“Jono, is it?” I tilted my head to one side as if I couldn’t remember. A silent game had begun.
“That’s me,” his mouth twitched. He was wearing a fitted black singlet like the last time I’d seen him, the kind that hugged in all the right places. I let my eyes linger on the single button of his black chinos for a moment before I caught his gaze again.
“I’m after some oil.” I tilted my head again towards the yellow-pain-in-my-ass.
“So, you said,” he replied, his brown eyes full of mischief as he grabbed a large green bottle from a cupboard under the bench.
“Oh, I don’t think I need that much.” I waved my hand towards the bottle, and he rolled his eyes.
“I’m going to top it up for you, okay? That way I can make sure it’s good and filled.”
I doubted the innuendo was accidental, even if it was cringe-worthy and took two points off his hotness scale.
“I thought you might’ve left town by now,” he said, leaning over the engine a beat later. “Haven’t seen you around.”
His arms flexed as he worked, and I caught myself watching the dried oil deep in his thick-fingered hands. I didn’t know what it was about men with work-rough hands, but I was here for it.

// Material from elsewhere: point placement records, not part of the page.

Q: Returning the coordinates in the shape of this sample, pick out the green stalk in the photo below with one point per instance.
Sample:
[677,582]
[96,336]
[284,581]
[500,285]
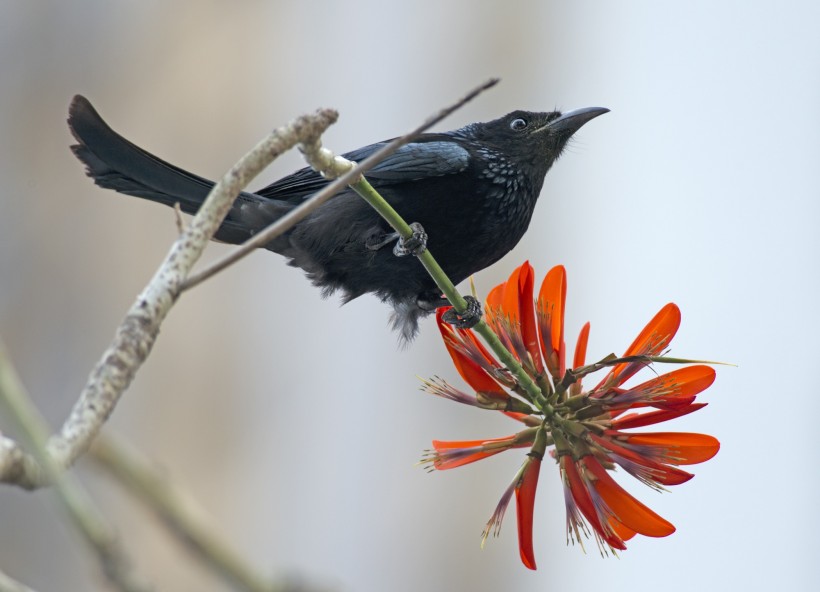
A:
[386,211]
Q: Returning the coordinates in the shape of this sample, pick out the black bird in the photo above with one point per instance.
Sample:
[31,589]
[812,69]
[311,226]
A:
[473,190]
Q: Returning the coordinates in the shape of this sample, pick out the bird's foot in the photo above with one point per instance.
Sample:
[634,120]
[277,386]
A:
[415,244]
[467,319]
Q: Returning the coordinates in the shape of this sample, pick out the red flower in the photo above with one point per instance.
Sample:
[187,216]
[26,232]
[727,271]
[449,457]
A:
[587,430]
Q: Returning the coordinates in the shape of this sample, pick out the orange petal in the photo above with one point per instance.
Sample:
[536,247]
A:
[679,448]
[683,383]
[581,347]
[637,420]
[494,301]
[579,359]
[654,338]
[526,312]
[457,460]
[551,300]
[659,472]
[625,508]
[585,504]
[524,506]
[620,530]
[470,371]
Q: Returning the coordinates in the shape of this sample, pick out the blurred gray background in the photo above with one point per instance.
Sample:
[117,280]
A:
[297,423]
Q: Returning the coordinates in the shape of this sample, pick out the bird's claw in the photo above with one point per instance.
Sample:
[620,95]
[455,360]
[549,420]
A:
[467,319]
[415,244]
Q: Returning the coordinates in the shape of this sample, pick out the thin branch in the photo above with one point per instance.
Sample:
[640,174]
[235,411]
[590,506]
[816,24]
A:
[86,517]
[330,166]
[179,512]
[136,334]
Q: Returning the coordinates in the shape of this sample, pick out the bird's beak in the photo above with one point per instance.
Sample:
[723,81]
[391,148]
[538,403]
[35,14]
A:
[571,122]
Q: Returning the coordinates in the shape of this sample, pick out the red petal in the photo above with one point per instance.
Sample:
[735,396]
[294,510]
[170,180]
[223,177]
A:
[625,508]
[526,310]
[680,448]
[524,505]
[620,530]
[661,473]
[654,338]
[470,371]
[551,300]
[585,504]
[581,347]
[682,384]
[637,420]
[471,457]
[579,359]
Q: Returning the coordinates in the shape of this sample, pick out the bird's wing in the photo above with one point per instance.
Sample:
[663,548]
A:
[434,157]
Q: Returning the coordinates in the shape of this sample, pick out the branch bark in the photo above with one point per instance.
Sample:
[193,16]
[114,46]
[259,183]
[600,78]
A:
[136,334]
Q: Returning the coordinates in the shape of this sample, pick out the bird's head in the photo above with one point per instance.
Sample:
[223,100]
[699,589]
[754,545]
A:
[533,138]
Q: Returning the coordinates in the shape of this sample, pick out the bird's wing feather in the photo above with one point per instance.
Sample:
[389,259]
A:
[411,162]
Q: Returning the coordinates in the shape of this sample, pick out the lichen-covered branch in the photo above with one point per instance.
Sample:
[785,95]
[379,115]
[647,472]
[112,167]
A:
[136,334]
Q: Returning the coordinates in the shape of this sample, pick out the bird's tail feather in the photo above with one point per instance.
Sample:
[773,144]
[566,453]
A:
[115,163]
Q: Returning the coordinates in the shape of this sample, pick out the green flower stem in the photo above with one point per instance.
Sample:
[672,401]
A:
[386,211]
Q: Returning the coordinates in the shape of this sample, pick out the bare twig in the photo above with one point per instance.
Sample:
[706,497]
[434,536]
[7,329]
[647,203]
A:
[136,334]
[323,161]
[179,512]
[85,516]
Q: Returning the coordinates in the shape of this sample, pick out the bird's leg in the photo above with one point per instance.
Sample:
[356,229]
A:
[379,240]
[431,300]
[415,244]
[467,319]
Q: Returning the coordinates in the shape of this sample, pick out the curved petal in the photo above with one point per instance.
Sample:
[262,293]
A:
[641,467]
[457,453]
[524,506]
[625,508]
[579,359]
[469,370]
[680,384]
[637,420]
[677,448]
[580,494]
[654,338]
[551,300]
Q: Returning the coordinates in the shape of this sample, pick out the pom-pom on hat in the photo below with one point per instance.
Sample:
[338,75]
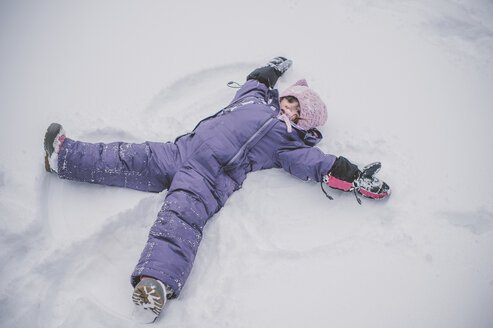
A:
[313,111]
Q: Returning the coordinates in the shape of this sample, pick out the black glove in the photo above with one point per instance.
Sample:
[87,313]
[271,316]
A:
[280,64]
[269,74]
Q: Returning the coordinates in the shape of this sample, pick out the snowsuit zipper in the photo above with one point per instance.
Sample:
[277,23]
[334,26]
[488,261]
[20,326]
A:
[243,147]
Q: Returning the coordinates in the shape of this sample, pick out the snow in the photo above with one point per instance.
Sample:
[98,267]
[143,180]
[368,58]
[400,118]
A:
[407,83]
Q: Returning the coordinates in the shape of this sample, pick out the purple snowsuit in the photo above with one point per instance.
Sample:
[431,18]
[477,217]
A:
[201,170]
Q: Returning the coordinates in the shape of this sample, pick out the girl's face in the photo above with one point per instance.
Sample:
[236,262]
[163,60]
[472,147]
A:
[291,107]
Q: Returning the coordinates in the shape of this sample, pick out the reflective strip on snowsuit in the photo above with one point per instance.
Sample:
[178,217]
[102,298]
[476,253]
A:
[200,170]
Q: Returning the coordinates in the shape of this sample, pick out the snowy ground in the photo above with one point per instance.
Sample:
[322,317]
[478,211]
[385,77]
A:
[408,83]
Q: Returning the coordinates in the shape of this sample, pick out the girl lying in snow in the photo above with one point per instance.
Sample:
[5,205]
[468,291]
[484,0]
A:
[259,129]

Dax didn’t have hands like that. Unless we were gardening. He was always clean and had his perfect pile of exact change. Always trying to be helpful and understand me better.
Ugh.
I tried to shake him from my mind; it’s not like we were a thing. We’d never even gone on a date. He was… a weirdly helpful cop friend. With a great ass. That was it.
After my dad’s revelation, my mind felt like someone had twisted the kaleidoscope and all the shapes were suddenly unfamiliar. But I did know one thing that could make it feel better. For an hour anyway, and I’d take any reduction in pain at this rate.
“I meant to,” I said, intentionally running my finger across my bottom lip.
Jono swallowed. “Oh yeah? Got some unfinished business to attend to?”
He shut the bonnet with a thud.
“You could say that,” I replied, letting my gaze flick up to the apartment above the garage. Then I looked back at him through my lashes.
A smile danced across his mouth.
“You want some coffee while you’re here?” he asked. “I’ve got a fancy Nespresso upstairs.”
Take me now, sailor. A Nespresso machine.
Next he’d be offering to let me use the good mugs. You know, the ones that didn’t have a dancing woman who got more naked the quicker you drank.
I swallowed a smile.
“Coffee sounds good,” I heard myself say.
It felt like I’d separated from my physical body somewhere during the drive home.
The corners of Jono’s eyes crinkled in a way that made my stomach swoon, and he flicked the sign on the workshop door around from open to a message that read‘I’m currently attending a call-out. Please leave your details with Maewyn’.I assumed she must have been the tired woman from earlier.
“Original or extra strength?” Jono asked as we climbed the stairs.
He kicked the base of the door at the top of the steps before shouldering it open.
“Breaking in?” I asked, stepping into the obvious bachelor pad behind him. Empty beer cans and car magazines with busty women sprawled across the front of them scattered his coffee table. His décor comprised a naked woman calendar that hadn’t been turned for two months. The brown-haired beauty must have been a favourite. It’s not that it was dirty; the carpets appeared vacuumed and dishes dried in a down-turned pile on a rack on the stainless bench, it was just an obvious single-person zone.
“Huh? Oh, the door,” he said, making his way to the far wall and the kitchenette, which indeed housed the promised machine. “Nah, gets sticky when it’s been raining.”
“Original,” I said, answering his earlier question as I took in the surroundings. It was less of an apartment, more studio flat—everything in one room. At least the grey duvet cover looked smooth on his bed. Hopefully clean. I bypassed it and made my way to the brown sofa instead—one of those deep, squishy ones that looked like it might swallow you whole. This was the couch where the action probably happened—if Jono was the kind of guy who entertained action, that is. People like us usually stand out to each other. It’s like a radar of understanding that we take part in a hanky panky no judgement zone.